I’ve seen five of sixteen.

The list skews to recent and to piss-on-Missouri stories and includes a number of entries where a scene nominally appears in Missouri in a larger travel film. Coincidentally, the latter overlap a lot with the films on the list I’ve seen.

The journalist does disclaim:

Note: There have been countless television shows and movies set and filmed in Missouri. This list is not exhaustive.

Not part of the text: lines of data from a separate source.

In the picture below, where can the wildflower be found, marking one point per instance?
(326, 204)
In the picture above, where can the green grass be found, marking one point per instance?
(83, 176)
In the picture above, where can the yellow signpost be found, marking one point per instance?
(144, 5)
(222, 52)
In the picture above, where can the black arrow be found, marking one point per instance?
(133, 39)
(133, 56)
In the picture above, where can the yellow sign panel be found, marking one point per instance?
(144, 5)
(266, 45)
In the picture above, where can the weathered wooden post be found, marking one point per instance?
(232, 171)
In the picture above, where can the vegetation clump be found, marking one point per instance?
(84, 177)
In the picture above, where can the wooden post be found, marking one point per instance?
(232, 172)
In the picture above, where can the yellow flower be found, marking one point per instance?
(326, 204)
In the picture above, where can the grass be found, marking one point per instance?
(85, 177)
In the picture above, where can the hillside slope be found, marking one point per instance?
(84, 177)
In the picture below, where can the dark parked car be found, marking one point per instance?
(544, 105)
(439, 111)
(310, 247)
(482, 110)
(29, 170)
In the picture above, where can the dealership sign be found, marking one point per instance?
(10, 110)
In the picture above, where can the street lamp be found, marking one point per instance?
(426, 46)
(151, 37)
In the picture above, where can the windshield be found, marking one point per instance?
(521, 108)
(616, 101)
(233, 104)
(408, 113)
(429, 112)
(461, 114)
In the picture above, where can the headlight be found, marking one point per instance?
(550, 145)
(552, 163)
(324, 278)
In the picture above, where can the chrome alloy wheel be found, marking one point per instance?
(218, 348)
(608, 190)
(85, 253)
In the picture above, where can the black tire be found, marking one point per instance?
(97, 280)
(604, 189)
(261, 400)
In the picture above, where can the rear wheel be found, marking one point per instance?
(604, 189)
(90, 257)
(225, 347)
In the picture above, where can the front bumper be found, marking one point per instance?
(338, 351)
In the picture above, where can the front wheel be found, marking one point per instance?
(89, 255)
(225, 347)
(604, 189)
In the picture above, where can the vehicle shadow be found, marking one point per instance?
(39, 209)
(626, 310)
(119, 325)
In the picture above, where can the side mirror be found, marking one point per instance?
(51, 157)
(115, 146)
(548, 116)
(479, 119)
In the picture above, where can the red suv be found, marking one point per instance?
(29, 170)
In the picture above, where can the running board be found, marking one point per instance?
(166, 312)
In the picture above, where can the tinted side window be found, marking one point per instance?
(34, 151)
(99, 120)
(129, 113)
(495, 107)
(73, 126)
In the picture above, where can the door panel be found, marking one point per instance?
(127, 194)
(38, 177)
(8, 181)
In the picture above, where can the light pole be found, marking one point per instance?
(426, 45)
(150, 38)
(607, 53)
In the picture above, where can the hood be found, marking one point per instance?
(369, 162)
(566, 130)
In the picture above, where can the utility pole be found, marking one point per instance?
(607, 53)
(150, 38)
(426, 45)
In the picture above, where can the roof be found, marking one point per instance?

However, if one goes to the AUTHORITY (the Wikipedia entry Films set in Missouri), one sees this pretty much is the pattern: Piss on Missouri or just passing through. Guardians of the Galaxy? Deep Impact? I have seen these films, and they might have a scene in Missouri, but to say they’re set in Missouri is a stretch.

I am glad to see One Night At McCool’s is listed. But Larger than Life is not. The latter falls in the “Passing through” category, with a scene in Kansas City, and something that was filmed in St. Louis–Mike and Todd, both veteran actors of The Courtship of Barbara Holt, were extras in a scene that did not make the final feature.

At any rate, I’m not much into movies, books, or articles that piss on the heartland or where the writer is from (after the writer has moved to the big time). So I probably won’t watch Winter’s Bone (although I did just check movie accumulation posts to make sure I hadn’t already bought the DVD somewhere) but I do have the book in the stacks somewhere (I ordered it from ABC Books during the LOCKDOWN).